Your Expert Witness blog logoOne of the new – and quirkiest – features on the Your Expert Witness website is a one-click button for lawyers to find details of translators and interpreters for work outside of the court system. It is, apparently, proving popular among language experts keen to offer their services in the commercial field.

That is not entirely surprising, given the controversy surrounding the contract entered into last year by the MoJ for the supply of such services within the judicial system, which has given rise to criticism from bodies such as the Commons Select Committee. Many are reported to have boycotted the new contract, while the furore has prompted the MoJ to offer improved pay and conditions to those who jump on board (at the taxpayers’ expense, of course).

It is in the long and successful tradition of British industrial relations. In the 1840s, while countries across Europe were struggling with insurrection and revolution, here workers were offered more generous conditions and the groundswell for universal suffrage subsided until the Great War reignited it. We have yet to see whether the strategy will work this time.

• One group of people who one assumes are new to the industrial unrest game are barristers (What do we want? More silk! When do we want it? NOW!) Following the unprecedented strike by those on the northern circuit, their colleagues in Wales and Chester have threatened “mayhem” in protest over the reforms to criminal legal aid, while the Bar Council has called on the MoJ to scrap the cuts, saying they will “…irreversibly undermine access to justice and damage the reputation of our justice system all over the world”.

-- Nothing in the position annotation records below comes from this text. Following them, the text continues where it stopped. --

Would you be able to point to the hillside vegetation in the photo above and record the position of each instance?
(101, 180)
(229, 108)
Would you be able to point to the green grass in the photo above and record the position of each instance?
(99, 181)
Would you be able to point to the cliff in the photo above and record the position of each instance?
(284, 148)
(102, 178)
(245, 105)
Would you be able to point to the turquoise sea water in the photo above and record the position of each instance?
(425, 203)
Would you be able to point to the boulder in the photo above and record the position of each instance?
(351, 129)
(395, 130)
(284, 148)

The latest rebuke came in the council’s response to the MoJ’s consultation on the subject.

The ‘core  case’ document continued: “We believe that all people should be entitled to choose a lawyer to represent them based on quality, not just be allocated one on the basis of whoever can do the job for the lowest price.”

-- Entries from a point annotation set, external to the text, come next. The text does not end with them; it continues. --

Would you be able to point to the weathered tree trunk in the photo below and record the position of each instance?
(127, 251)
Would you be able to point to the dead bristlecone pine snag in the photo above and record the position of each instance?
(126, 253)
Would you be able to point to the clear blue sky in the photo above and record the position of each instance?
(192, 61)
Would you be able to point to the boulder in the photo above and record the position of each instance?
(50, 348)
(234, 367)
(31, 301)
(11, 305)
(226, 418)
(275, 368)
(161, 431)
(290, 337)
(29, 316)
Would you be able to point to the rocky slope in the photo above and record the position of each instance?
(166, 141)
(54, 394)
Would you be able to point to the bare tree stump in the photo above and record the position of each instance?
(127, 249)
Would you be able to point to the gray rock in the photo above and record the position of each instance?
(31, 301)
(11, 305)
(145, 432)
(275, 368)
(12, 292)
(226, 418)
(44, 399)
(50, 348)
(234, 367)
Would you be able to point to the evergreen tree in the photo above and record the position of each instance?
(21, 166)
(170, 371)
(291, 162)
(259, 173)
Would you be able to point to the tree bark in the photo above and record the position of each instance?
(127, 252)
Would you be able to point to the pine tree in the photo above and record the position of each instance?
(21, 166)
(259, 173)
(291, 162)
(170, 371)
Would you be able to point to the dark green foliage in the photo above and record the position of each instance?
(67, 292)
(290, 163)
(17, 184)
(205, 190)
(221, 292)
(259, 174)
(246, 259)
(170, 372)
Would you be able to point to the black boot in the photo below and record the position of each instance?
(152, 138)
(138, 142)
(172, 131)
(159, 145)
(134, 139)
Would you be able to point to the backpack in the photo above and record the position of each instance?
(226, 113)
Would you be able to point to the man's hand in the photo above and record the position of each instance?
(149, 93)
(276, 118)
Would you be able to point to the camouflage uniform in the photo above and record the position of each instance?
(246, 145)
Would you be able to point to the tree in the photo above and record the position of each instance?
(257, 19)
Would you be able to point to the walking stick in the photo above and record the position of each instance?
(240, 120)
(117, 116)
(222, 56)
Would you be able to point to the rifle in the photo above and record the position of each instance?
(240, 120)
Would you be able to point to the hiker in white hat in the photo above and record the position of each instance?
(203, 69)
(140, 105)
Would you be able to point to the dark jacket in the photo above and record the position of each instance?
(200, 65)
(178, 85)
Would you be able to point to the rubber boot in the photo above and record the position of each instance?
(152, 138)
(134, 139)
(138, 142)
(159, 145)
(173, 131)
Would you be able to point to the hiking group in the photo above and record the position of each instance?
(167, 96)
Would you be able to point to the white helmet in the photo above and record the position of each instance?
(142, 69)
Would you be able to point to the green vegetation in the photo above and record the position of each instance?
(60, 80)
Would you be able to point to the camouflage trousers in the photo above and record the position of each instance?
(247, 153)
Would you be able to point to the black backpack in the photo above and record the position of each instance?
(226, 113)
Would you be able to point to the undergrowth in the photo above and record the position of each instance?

The Law Society Gazette has revealed that only two of the top earning legal aid solicitors’ practices would bid for contracts under the new system (described by the Bar Council as a “Dutch auction”), while the Law Society itself has hinted that restriction of choice may be unlawful.

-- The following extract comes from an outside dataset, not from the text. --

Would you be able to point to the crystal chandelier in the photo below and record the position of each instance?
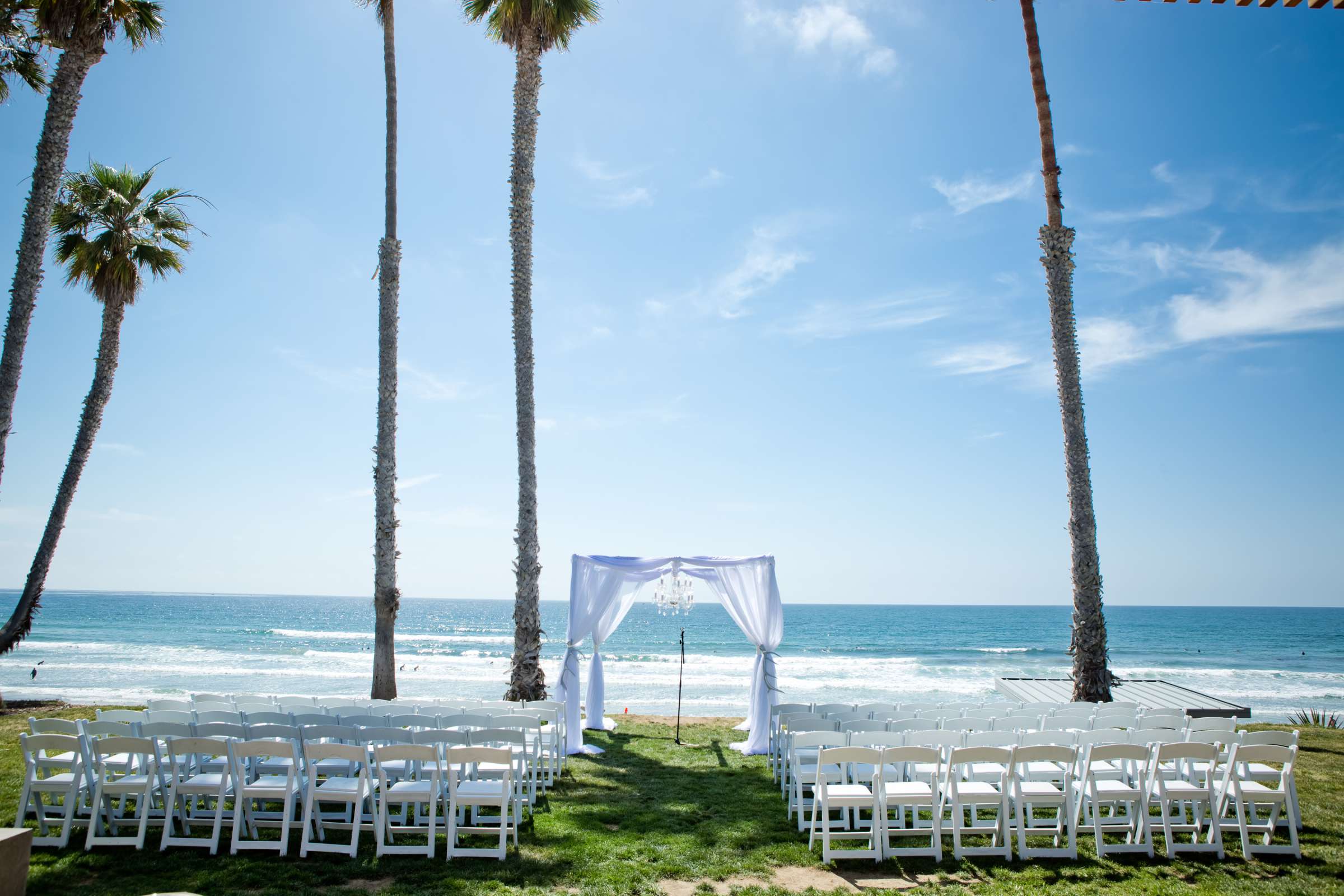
(674, 594)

The report quotes a partner at a prominent Yorkshire firm as saying: “You only have to see the shambles and the utter incompetence of tendering in the court interpreter contract to see what’s going to happen.”

Which brings us back to…

• An unexpected – and one assumes unintended – consequence of the election of Police and Crime Commissioners (yes; there was an election, despite the fact that nobody voted) is the possibility said officials may decide to use their force as a kind of personal enforcement organisation.

PCCs were called to Westminster for a wigging by Theresa May – or “reminded of their obligation to ensure that information relating to interests and expenses is placed in the public domain”, as it says in the online newsletter Police Oracle.

It follows a controversy in Cumbria, where the worthy elected to perform the task so obviously required by the public repaid over £700 in expenses for chauffeur-driven car journeys within the county. So that’s all right, then – except it isn’t: two of the members of constabulary staff who blew the whistle on him were arrested after he complained about being bubbled.

In response to a complaint from the local MP Tim Farron, the PM said in April: “In general we should support whistleblowers and what they do to help improve the provision of public services.”

He may need reminding of that statement someday.